Einer der ausgezeichnetsten deutschen Tondichter, dessen
meisterhafte Schöpfungen ihm den Beifall aller Zeiten
sichern, den der geniale van Beethoven selbst den »unerreichten
Meister aller Meister« nannte, den gerechte
und anerkennende Bewunderung nicht erst neuerdings,
sondern schon vor vielen Jahren als einen Shakesspeare
in der Musik bezeichnete, der mit einem Riesengeist,
wie mit Riesenfleiß begabt, unglaubliches leistete und
vollbrachte, und bei dem nichts zu beklagen ist, als
daß auch er, der Stolz des deutschen Vaterlandes, nicht
in diesem Vaterlande dauernd Wurzel schlug und Boden
gewann, sondern daß England vor allem ihn hob,
pflegte und nach dem Tode ihn als einen seinen größten
Geistern Ebenbürtigen ehrte und verherrlichte.
Händel war der Sohn eines Arztes und wurde in
Halle geboren; der in Jahren schon ziemlich weit vorgerückte
Vater bestimmte den Sohn für die juristische
Laufbahn, aber die Liebe zur Musik trat schon in dem
Knaben mit aller Macht hervor; er wandte sich zunächst
dem Orgelspiele zu, und empfing von dem tüchtigen
Meister dieses Instrumentes, Zachau, gründlichen Unterricht.

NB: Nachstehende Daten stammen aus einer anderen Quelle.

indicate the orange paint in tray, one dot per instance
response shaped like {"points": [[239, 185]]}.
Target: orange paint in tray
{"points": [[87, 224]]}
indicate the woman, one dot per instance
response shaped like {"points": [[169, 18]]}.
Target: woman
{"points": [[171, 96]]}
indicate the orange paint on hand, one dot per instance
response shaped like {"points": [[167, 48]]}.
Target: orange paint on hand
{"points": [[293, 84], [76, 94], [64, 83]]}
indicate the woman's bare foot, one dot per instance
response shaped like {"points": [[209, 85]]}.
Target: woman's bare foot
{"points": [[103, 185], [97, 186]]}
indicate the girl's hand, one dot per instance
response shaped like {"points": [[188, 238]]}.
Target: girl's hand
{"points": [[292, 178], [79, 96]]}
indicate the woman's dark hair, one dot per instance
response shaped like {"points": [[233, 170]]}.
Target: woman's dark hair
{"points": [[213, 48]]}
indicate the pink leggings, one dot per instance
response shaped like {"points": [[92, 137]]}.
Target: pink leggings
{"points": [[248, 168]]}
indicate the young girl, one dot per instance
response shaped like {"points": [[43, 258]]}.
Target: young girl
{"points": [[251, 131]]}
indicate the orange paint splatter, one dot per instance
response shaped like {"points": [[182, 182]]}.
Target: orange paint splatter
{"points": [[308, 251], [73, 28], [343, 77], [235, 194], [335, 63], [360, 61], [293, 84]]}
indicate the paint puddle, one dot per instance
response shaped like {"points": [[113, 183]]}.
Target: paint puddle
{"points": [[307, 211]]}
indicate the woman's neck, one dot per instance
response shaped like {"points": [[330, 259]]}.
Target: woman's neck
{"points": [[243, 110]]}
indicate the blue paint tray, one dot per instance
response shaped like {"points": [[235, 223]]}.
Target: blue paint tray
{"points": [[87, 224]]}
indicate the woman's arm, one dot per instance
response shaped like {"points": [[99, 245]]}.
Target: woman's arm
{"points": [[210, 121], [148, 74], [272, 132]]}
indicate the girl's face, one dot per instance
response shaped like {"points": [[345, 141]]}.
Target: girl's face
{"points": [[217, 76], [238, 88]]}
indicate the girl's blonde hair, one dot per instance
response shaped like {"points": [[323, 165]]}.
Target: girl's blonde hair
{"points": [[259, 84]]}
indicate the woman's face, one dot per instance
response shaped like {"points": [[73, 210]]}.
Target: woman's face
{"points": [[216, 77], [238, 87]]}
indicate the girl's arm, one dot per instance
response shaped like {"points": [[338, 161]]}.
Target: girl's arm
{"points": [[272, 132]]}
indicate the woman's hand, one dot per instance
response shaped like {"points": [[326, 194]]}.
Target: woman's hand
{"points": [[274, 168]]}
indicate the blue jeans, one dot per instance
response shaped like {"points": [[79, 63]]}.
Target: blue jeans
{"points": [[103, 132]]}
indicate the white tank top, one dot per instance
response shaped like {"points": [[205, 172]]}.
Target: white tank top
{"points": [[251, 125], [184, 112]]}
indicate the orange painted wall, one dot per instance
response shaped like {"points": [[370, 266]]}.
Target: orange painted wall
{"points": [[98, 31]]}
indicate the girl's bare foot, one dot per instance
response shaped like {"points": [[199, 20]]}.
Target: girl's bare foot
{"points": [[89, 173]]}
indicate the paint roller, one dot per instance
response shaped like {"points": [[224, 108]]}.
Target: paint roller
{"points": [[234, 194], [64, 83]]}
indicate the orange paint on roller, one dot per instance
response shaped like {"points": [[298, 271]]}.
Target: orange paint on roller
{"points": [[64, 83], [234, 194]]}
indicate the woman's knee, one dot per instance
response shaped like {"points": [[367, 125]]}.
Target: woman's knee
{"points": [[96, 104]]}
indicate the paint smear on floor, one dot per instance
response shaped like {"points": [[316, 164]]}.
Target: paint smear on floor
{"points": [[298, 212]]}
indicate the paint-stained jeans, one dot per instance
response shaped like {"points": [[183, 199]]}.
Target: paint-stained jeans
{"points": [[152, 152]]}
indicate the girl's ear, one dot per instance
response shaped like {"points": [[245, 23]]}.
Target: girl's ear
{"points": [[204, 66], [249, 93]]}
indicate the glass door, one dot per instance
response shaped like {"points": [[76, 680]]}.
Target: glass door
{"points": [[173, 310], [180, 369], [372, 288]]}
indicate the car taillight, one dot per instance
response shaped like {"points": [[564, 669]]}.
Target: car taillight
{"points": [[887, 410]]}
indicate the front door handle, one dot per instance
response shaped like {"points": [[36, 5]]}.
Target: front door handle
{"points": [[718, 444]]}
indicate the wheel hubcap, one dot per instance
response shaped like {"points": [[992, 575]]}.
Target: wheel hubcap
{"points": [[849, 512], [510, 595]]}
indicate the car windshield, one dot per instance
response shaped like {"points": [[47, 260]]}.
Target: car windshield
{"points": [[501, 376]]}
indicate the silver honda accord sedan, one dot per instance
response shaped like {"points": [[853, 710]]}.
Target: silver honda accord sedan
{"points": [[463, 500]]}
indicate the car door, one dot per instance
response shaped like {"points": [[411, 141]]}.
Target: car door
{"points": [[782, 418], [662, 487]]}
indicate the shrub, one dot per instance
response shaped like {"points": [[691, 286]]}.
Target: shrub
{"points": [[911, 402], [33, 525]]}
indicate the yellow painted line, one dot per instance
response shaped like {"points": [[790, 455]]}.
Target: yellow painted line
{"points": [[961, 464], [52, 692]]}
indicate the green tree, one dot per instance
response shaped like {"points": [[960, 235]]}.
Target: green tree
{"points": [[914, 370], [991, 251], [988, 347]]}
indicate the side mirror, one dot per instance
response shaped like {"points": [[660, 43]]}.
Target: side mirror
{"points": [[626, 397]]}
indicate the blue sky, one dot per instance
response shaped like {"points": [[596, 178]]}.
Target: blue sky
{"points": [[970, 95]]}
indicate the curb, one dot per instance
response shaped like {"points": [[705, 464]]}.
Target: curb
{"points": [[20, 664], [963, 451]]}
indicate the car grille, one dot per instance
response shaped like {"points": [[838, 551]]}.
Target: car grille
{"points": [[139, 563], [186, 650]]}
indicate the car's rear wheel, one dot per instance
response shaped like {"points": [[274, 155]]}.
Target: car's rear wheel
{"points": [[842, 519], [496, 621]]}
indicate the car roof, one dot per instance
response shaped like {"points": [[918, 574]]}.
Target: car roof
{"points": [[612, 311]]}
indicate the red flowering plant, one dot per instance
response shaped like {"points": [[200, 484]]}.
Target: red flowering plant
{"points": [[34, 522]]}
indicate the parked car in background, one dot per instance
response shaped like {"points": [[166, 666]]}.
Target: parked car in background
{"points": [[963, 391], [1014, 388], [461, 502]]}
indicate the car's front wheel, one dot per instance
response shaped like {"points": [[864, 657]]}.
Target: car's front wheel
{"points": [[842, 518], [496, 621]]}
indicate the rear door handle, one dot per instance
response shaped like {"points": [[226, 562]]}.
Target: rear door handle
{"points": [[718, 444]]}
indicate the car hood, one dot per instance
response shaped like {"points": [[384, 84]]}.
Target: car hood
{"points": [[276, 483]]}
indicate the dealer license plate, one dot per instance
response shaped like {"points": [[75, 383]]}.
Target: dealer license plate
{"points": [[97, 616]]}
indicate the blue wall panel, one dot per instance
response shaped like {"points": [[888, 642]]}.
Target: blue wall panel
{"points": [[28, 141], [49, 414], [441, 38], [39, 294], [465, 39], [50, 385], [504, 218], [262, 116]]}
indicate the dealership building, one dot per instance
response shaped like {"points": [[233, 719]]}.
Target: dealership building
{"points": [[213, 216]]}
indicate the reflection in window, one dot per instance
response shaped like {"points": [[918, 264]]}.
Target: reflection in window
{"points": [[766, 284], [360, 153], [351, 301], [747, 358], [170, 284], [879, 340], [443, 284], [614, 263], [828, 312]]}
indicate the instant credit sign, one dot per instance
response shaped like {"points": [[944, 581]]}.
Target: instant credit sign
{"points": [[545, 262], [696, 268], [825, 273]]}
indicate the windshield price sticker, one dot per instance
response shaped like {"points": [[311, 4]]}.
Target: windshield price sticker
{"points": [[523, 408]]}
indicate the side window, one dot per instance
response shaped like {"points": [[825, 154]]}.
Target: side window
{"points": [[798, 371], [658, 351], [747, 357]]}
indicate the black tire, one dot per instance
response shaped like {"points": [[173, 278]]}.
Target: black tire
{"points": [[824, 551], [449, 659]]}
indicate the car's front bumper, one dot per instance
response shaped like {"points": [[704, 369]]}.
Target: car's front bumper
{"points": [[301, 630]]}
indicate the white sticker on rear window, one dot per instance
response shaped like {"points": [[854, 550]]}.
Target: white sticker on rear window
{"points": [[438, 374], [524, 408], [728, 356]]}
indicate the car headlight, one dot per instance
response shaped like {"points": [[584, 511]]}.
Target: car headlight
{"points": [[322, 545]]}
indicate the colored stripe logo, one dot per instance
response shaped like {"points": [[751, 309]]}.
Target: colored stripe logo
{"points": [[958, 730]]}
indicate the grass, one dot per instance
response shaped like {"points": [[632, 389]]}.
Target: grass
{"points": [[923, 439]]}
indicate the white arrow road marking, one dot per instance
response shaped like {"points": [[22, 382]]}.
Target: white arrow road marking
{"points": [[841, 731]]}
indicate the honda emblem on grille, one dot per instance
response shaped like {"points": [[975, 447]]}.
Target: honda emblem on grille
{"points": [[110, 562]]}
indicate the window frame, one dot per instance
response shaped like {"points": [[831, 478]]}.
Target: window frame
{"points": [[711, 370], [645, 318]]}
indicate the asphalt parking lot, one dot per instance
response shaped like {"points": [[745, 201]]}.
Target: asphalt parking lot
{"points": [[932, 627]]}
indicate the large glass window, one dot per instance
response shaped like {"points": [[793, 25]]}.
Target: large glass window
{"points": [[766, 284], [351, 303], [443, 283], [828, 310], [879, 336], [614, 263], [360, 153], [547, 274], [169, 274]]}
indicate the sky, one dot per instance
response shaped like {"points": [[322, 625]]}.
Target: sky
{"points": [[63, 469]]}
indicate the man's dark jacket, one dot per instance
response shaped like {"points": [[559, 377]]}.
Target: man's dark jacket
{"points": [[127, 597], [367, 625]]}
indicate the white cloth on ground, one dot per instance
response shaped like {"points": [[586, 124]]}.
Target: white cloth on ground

Händel’s ganz außergewöhnliche Begabung offenbarte
sich dadurch, daß er noch im zartesten Alter, im
8. Jahre, nicht nur die Orgel schon fertig spielte, sondern
auch für dieselbe Kirchenstücke und für das Klavier
Sonaten componirte. Von Halle begab sich Händel
nach Berlin, begeisterte sich dort an der Oper, lehnte
einen Antrag des großen Kurfürsten, zu fernerer Ausbildung
auf dessen Kosten nach Italien zu reisen, aus
unbekannten Gründen ab, und wählte nach seiner Rückkehr
in die Vaterstadt Hamburg zum Aufenthalt, wo
er von 1703 bis 1708 blieb und als Violinist im
Orchester der Oper wirkte, und seine indeß Witwe
gewordene Mutter nach Kräften unterstützte. Händel
übernahm dann selbst die Leitung der Oper, brächte
1704 seine erste Tondichtung »Almira« zur Aufführung,
welche großen Beifall fand, ließ ihr bald noch andere
Opern folgen und war so vom Glück begünstigt, daß
er nun dem eigenen Wunsche folgen und frei und unabhängig
dennoch nach Italien reisen konnte. In
Florenz componirte Händel seine Oper »Rodrigo«, in
Venedig »Agrippina«, welche 27 mal nach einander über
Ludwig Bechstein: Zweihundert deutsche Männer in Bildnissen und Lebensbeschreibungen. Georg Wigand's Verlag, Leipzig 1854, Seite 163. Digitale Volltext-Ausgabe bei Wikisource, URL: https://de.wikisource.org/w/index.php?title=Seite:Zweihundert_deutsche_M%C3%A4nner_in_Bildnissen_und_Lebensbeschreibungen.pdf/163&oldid=- (Version vom 14.9.2022)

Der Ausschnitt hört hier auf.